I look at him and say seriously. “Not a word about this.” He nods changing his easy demeanor to something more somber. Looking at him in the eyes I continue to speak: “Do you know how my book provided a little information on the first days, and even to this day it continues to provide with a nearly constant stream of knowledge?”

He nods and waits for me to continue and I do so:

“Well, the bigger the library it has access to the more knowledge it will spit out. I mean we are in the dark ages information-wise, and along with the development expected from the libraries with the book, access to something akin to a computer alone will do wonders, but accelerating the progression past anything that my book could ever achieve if I rely on only myself sounds like the only real choice.”

“Well, I’m pretty sure I read a few notes that came from your book, and you aren’t even a scout. I can only imagine what you are helping the mages to accomplish.”

“A lot more than if we had to rely only on the books that we buy from the bookstore.”

“Does the type of knowledge you input in the book or whatever influence the output?”

“Uhmm, maybe, hell probably. I haven't noticed anything so far, but I should test that.”

“If you find out that it does, we could start to log more stuff about scouting on notes for your book, it’s bound to increase how we can train to improve our craft, development paths, and all kinds of good stuff.”

“I will, I definitely will. I need a while to separate the knowledge on the network, I will get someone on that. When I’m back it will provide an interesting experiment.”

He shakes his head.

“You mages and your experiments, the only people that beat you are a couple of alchemists we discover 9 villages South. By the way, what is the current system? Are handwritten notes ok?”

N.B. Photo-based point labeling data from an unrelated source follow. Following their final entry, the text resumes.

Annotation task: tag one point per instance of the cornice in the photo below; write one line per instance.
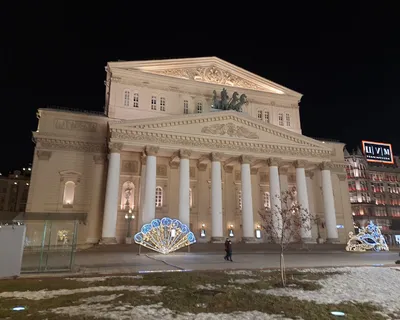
(164, 122)
(214, 143)
(70, 145)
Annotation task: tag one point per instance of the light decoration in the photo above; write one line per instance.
(368, 238)
(165, 236)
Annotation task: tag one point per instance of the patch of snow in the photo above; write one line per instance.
(100, 279)
(240, 272)
(243, 281)
(96, 299)
(380, 286)
(44, 294)
(155, 312)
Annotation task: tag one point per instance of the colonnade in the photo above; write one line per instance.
(217, 230)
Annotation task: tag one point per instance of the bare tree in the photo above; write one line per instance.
(284, 224)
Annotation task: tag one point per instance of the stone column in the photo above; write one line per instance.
(275, 193)
(302, 198)
(247, 201)
(217, 231)
(111, 199)
(149, 210)
(93, 219)
(329, 203)
(184, 185)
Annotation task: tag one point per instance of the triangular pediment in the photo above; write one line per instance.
(229, 126)
(207, 70)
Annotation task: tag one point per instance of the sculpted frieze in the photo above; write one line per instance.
(211, 74)
(231, 130)
(67, 145)
(209, 143)
(74, 125)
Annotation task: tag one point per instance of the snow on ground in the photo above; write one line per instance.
(44, 294)
(156, 312)
(380, 286)
(100, 279)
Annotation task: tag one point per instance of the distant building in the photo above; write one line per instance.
(14, 189)
(374, 189)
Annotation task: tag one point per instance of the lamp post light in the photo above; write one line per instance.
(129, 217)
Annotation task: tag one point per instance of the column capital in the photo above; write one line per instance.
(216, 156)
(309, 174)
(185, 153)
(99, 158)
(300, 163)
(274, 162)
(151, 150)
(244, 159)
(43, 155)
(115, 147)
(326, 165)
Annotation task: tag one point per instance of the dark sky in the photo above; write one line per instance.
(344, 58)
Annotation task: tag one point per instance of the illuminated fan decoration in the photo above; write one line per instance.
(369, 238)
(165, 235)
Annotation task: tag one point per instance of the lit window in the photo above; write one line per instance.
(136, 100)
(199, 107)
(287, 120)
(127, 97)
(69, 193)
(190, 198)
(267, 200)
(162, 104)
(266, 116)
(280, 119)
(153, 103)
(159, 197)
(128, 196)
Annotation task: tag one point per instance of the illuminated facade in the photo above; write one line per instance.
(172, 144)
(374, 193)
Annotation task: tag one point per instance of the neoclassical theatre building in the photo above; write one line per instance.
(196, 139)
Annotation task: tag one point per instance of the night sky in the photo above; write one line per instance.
(345, 60)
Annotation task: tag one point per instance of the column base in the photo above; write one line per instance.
(110, 240)
(217, 239)
(248, 239)
(308, 240)
(332, 240)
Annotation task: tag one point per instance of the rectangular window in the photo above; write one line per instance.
(266, 116)
(153, 103)
(287, 120)
(162, 104)
(185, 107)
(280, 119)
(199, 107)
(136, 100)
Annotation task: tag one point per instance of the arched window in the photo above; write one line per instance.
(127, 98)
(69, 193)
(267, 200)
(128, 196)
(159, 197)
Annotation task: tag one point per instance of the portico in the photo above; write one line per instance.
(221, 165)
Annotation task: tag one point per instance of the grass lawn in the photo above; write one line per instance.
(182, 292)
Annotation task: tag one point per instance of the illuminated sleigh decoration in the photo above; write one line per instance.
(165, 235)
(369, 238)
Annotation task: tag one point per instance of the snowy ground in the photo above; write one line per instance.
(379, 286)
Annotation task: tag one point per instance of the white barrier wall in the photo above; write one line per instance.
(12, 239)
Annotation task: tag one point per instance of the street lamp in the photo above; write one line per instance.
(129, 217)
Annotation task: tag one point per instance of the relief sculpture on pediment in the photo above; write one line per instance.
(211, 74)
(231, 130)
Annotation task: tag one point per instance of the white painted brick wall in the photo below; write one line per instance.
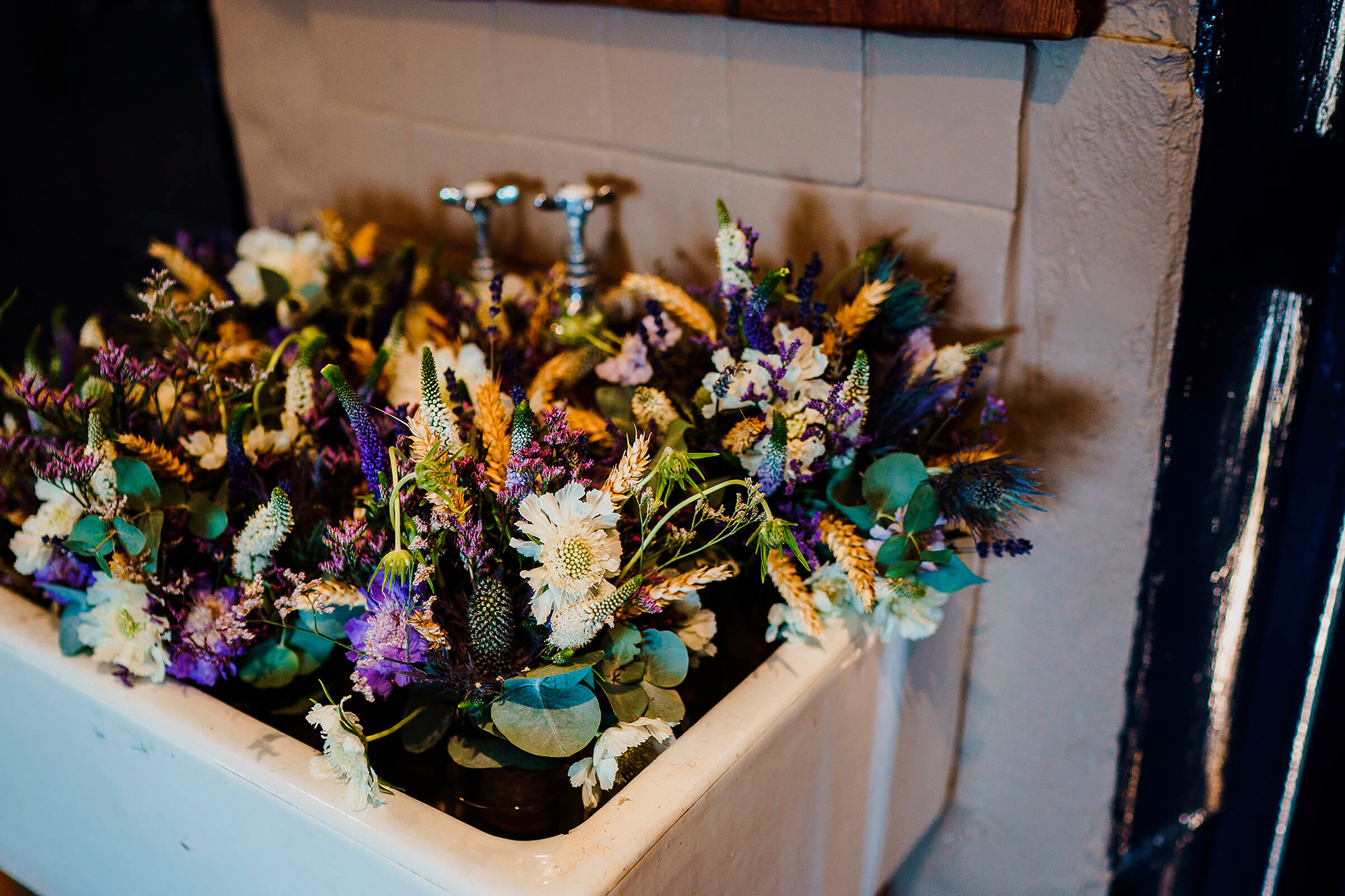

“Yes, and I actually made a system to store what other people type as notes printed on paper but even if we figure out how to transfer all of it to my book there are too many limitations. We need something like the runes which will store information like an sd card that can be accessed anywhere from the network.”

“If that is the case, why don’t the others just pitch in?”

“What do you mean?”

“Well, plenty of the most accomplished of the engravers from most of the villages around just ‘donated’ their time and efforts to help protect everyone. With the proper incentive, I’m certain the simple runes that their junior engravers can produce might be helpful.”

“Oh, you are a genius.”

“No, I’m just bringing a fresh perspective to it. And I even have another Idea.”

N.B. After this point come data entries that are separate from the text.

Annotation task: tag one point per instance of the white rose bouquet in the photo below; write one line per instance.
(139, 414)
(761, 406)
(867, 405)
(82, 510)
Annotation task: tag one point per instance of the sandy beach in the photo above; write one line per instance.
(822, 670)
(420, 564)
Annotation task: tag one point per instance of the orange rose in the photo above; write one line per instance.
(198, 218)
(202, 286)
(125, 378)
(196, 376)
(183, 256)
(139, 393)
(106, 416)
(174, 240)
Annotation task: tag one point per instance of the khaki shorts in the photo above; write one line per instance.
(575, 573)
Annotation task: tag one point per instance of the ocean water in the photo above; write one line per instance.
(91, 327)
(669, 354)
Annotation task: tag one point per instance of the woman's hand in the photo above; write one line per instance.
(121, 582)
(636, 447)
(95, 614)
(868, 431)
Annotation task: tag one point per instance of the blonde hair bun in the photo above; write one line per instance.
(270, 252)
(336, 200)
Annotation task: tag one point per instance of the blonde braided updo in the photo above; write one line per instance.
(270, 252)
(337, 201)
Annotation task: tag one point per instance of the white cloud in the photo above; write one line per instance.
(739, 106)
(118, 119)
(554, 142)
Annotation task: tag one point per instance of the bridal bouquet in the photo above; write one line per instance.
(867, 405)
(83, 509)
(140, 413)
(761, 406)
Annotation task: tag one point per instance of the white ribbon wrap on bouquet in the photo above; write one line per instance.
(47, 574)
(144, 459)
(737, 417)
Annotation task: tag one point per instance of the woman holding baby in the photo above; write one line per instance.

“Come on. Tell me already.” I say leaning

“You know how you said that you wanted something akin to computer memory? I have one idea about how to do that. Do you remember how the first computers inventory stored their programs or whatever?”

“Magnetic memory? Nahh, I don’t think that will work.”

“No even, earlier.”

I widen my eyes as I look at him.

“Punch cards. Bloody paper punch cards. How could no one have thought about it earlier?”

“I’m pretty sure someone did, but they didn’t have someone like you to their side to think about how to make it work and from the look on your eyes you already have a design or two in mind.”

“It’s not just that, mechanical storage is perfect in so many ways. It will be permanent storage, but I think I can come up with something that will serve our needs.”

With the biggest grin I can muster on my face I sit down and pull a few pages from my inventory to jot down ideas, I couldn’t let this moment of inspiration go to waste. Where before my mind was desolate, now ideas are sprouting faster than ever.